Validate API results for grid cell area weighted zonal statistics

j08lue commented 7 months ago

Context

The VEDA data services APIs include a service to calculate zonal statistics (e.g. average, median, standard deviation, min, max) over (subsets of) a raster / gridded dataset.

Some of these datasets span large geographic areas and have projections where data points correspond to varying area / volume in their native projection. A common case is global datasets of climate variables on a regular lat/lon grid.

Some of the statistics we calculate are sensitive to the represented area - e.g. simply average data points despite their varying grid cell / pixel area will give a result that over-represents the data points with small area, in the case of lat/lon grids those at higher latitudes. For example, for a field of global sea surface temperatures that are lower towards the poles, the plain, unweighted average would be lower than the accurate, weighted one.

Method

To mitigate this inaccuracy, we implemented a method to reproject the source data to an equal area projection before calculating the statistics. For a lat/lon grid, we could also have calculated the grid cell / pixel area weights instead, since the formula is simple. However, since the API handles data in an arbitrary source projection, we chose the reprojection approach that should work for any source projection.
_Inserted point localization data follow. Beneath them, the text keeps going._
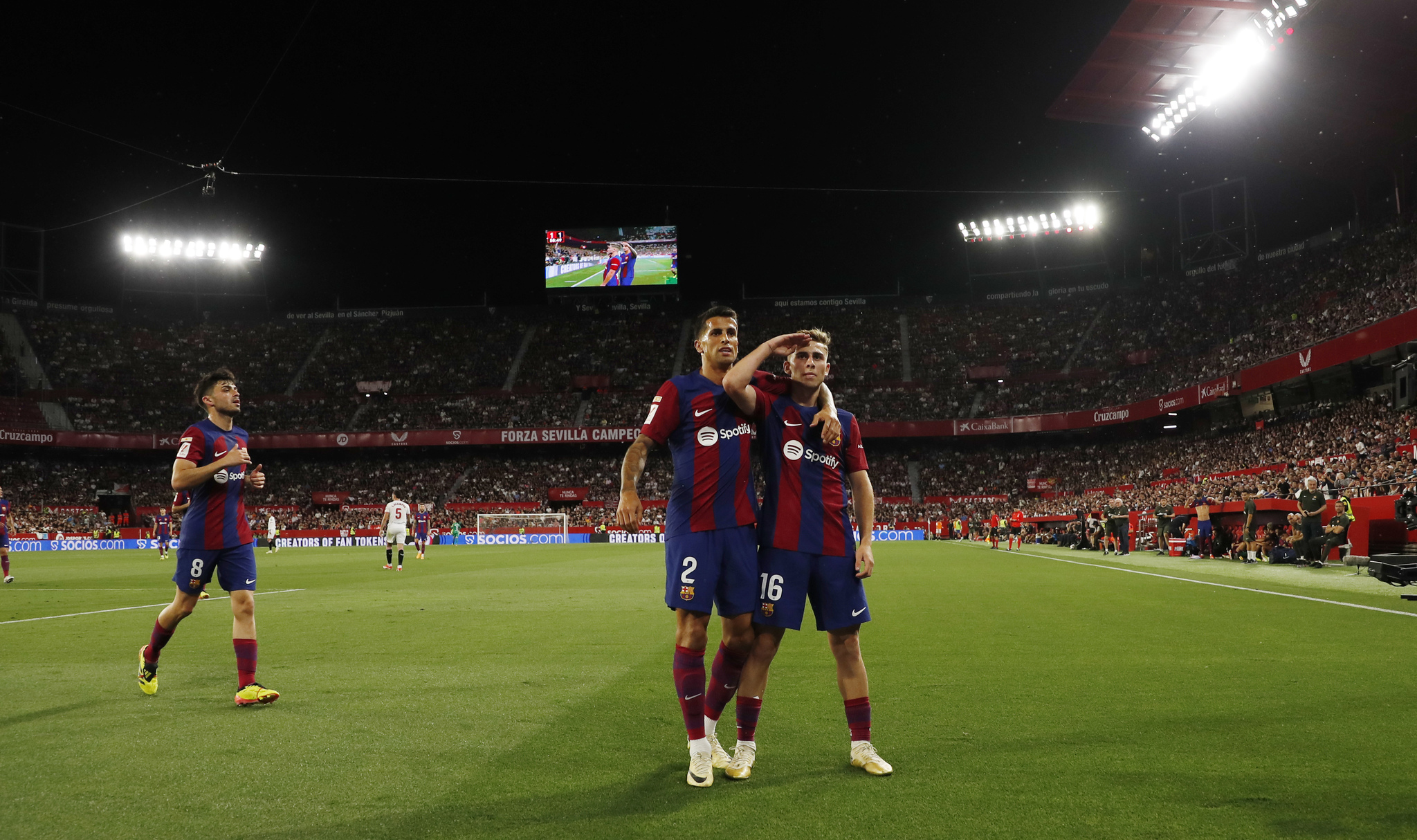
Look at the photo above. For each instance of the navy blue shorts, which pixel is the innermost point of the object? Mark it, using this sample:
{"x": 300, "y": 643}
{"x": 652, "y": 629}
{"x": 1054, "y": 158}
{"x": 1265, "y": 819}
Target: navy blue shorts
{"x": 788, "y": 578}
{"x": 235, "y": 568}
{"x": 719, "y": 567}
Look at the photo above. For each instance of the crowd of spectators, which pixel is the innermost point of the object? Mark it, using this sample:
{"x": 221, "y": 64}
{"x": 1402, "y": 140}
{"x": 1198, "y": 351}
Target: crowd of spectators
{"x": 419, "y": 356}
{"x": 489, "y": 410}
{"x": 1050, "y": 354}
{"x": 131, "y": 358}
{"x": 631, "y": 350}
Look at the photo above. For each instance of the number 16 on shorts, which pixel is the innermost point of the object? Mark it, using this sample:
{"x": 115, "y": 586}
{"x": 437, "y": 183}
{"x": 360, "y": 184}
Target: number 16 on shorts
{"x": 770, "y": 591}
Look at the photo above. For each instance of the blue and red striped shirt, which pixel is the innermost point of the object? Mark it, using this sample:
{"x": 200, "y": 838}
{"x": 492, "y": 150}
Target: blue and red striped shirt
{"x": 709, "y": 441}
{"x": 217, "y": 518}
{"x": 805, "y": 507}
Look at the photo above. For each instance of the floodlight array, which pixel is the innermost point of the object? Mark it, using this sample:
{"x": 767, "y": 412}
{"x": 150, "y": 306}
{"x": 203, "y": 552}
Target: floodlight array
{"x": 140, "y": 247}
{"x": 1277, "y": 23}
{"x": 1227, "y": 69}
{"x": 1070, "y": 220}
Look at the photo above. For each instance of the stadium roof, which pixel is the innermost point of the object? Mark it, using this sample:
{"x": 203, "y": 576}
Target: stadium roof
{"x": 1340, "y": 101}
{"x": 1151, "y": 53}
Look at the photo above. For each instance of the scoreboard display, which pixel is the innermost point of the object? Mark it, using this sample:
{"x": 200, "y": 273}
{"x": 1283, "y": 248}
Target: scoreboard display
{"x": 604, "y": 258}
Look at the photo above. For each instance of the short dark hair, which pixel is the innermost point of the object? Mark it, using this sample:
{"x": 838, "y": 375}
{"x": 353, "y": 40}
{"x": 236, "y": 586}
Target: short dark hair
{"x": 221, "y": 374}
{"x": 712, "y": 312}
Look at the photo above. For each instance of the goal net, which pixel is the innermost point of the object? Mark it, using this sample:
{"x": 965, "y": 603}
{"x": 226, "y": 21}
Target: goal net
{"x": 522, "y": 527}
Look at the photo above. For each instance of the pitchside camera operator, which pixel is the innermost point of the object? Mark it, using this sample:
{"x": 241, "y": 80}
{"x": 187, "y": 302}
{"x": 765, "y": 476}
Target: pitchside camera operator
{"x": 1311, "y": 512}
{"x": 1335, "y": 533}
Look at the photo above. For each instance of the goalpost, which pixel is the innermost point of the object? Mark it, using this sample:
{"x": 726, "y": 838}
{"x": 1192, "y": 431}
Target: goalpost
{"x": 523, "y": 527}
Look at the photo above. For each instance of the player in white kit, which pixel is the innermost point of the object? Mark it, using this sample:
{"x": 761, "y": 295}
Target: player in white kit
{"x": 273, "y": 531}
{"x": 396, "y": 530}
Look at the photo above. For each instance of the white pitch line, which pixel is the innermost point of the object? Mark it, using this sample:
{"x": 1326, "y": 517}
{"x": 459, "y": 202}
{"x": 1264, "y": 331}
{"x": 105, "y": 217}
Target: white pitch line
{"x": 68, "y": 615}
{"x": 585, "y": 278}
{"x": 1117, "y": 568}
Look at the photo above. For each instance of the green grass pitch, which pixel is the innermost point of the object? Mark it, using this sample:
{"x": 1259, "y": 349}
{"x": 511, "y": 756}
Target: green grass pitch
{"x": 650, "y": 271}
{"x": 509, "y": 692}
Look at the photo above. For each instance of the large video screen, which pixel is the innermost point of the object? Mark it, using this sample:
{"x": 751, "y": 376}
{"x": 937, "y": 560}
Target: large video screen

In the API code, what is going on is basically this: https://github.com/NASA-IMPACT/veda-config-ghg/issues/209#issuecomment-1790482261. I am happy to give more hints at where to find the exact code, if need be.

The ask

We need to test the robustness of the API implementation and build confidence that it is ready for a production release

What are standard cases that we expect (e.g. continental-scale averages over a global lat/lon dataset?) - do we get accurate results for these?
What are edge cases where it could fail? - how does the method perform?

Approach

What ever works - we have a live API for testing that has access to all the datasets in the GHG Center and VEDA STAC catalogs.

The results should be documented in an executable Jupyter Notebook, for future reference.

A notebook that runs a validation for a standard case is already in the VEDA docs and can be downloaded from the docs repo. You can launch this notebook directly in the GHG Center JupyterLab with this link: https://hub.ghg.center/hub/user-redirect/git-pull?repo=https%3A%2F%2Fgithub.com%2FNASA-IMPACT%2Fveda-docs%2F&urlpath=lab%2Ftree%2F%2Fnotebooks%2Ftutorials%2Fzonal-statistics-validation.ipynb&branch=main

Acceptance criteria

[ ] One or more independent, qualified specialists validated the method and shared their findings

abarciauskas-bgse commented 6 months ago

I started working on this here: https://github.com/NASA-IMPACT/veda-docs/tree/ab/zonal-stats-validation

I would like to add a few datasets to test from VEDA original, perhaps from the boreal. As there are already some differences, it may be necessary to dig deeper into the internals of each method. I am also interested in a comparison with exactextract as well.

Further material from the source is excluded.